The song was featured in the BBC Songs of Praise Top 100 Hymns poll and performed on the programme in January 2016, with Redman and Myrin credited.

===Weekly charts===

| Chart (2012) | Peak position |
|---|---|
| US Bubbling Under Hot 100 (Billboard) | 3 |
| US Hot Christian Songs (Billboard) | 1 |
| US Christian Airplay (Billboard) | 1 |
| US Heatseekers Songs (Billboard) | 11 |

===Decade-end charts===

| Chart (2010s) | Position |
|---|---|
| US Christian Songs (Billboard) | 6 |

== Certifications ==

| Region | Certification | Certified units/sales |
| United Kingdom (BPI) | Silver | 200,000^{‡} |
| United States (RIAA) | 2× Platinum | 2,000,000^{‡} |
^{‡} Sales+streaming figures based on certification alone.

== Awards ==

| Year | Organization | Award | Result | Ref. |
| 2013 | Grammy Award | Best Contemporary Christian Music Song | Won |  |
| Best Gospel/Contemporary Christian Music Performance | Won |  |
| Gospel Music Association | Song of the Year | Won |  |
| Contemporary Christian Performance of the Year | Won |  |
| Dove Award | Song of the Year | Won |  |
| Contemporary Christian Performance of the Year | Won |  |
| Pop Contemporary Song | Won |  |

== Covers ==

The song has been covered by a number of artists and bands including:
- Irish worship band, Rend Collective, in their 2013 album Campfire.
- Contemporary Christian music group The Katinas in their 2014 album Sunday Set, accompanied by a music video
- The vocal quintet Veritas in their self-titled 2014 album Veritas
- The Christian reggae band Christafari in their 2015 album Anthems. Their version features additional vocals by Avion Blackman. The release was accompanied by a music video.
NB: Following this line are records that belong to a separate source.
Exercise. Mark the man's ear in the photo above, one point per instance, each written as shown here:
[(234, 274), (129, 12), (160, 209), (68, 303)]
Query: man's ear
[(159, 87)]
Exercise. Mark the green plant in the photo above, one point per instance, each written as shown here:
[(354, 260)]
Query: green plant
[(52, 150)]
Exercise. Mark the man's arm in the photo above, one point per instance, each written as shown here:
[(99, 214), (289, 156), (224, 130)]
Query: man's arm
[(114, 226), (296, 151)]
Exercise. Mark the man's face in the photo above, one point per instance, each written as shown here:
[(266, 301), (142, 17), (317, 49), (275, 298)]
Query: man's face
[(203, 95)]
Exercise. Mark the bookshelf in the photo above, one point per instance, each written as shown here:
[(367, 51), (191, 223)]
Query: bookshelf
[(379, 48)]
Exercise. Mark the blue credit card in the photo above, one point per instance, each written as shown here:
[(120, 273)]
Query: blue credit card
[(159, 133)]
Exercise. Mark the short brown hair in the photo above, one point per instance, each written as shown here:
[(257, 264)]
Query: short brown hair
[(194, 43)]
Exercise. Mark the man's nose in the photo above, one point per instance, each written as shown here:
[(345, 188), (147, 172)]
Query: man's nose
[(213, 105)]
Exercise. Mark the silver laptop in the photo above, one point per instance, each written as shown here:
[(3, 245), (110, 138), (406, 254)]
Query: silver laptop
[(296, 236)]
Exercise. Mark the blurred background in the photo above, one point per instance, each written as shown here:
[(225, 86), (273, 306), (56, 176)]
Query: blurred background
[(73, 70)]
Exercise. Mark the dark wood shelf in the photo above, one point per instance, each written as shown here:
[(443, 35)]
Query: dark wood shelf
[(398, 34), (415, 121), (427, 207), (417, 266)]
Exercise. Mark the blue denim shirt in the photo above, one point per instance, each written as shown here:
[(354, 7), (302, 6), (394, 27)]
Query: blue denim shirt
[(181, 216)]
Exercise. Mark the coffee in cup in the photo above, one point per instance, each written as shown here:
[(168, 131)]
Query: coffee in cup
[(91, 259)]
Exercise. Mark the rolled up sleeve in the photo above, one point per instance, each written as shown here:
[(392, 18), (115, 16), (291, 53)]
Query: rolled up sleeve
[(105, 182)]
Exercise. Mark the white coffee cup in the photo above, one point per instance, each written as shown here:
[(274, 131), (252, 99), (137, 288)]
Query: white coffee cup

At Passion 2014 in Houston, it was sung by the song's co-writer Matt Redman. It was also performed at Passion 2015 in Houston, featuring vocals from Chris Tomlin, Brett Younker and Kristian Stanfill.

Parts of the song were incorporated by rapper KB as part of his track, "10k", on his 2020 album His Glory Alone. It peaked at No. 36 on the Billboard Hot Christian Songs chart.

The song has been translated into a number of languages. It was recorded in Spanish as "Diez Mil Razones (10,000 Reasons)" by Evan Craft in an acoustic version in his 2012 album Yo Soy Segundo. and in German as "Zehntausend Gründe" ("10,000 Gründe") by the German Christian band Outbreakband and recorded on their album Das ist unser Gott, a live album performed at the Glaubenszentrum Bad Gandersheim.

== The book ==

Cover of 10,000 Reasons: Stories of Faith, Hope, and Thankfulness Inspired by the Worship Anthem

Matt Redman co-authored with Craig Borlase the book 10,000 Reasons (full title 10,000 Reasons: Stories of Faith, Hope, and Thankfulness Inspired by the Worship Anthem). In the 176-page book published in 2017 by David C Cook Publishing Company, and a foreword written by Christian author Max Lucado, Redman shares details behind the song's creation and explores the influences and experiences the song generated with many vivid examples of inspiring stories, experiences and testimonies by individuals in their greatest time of need.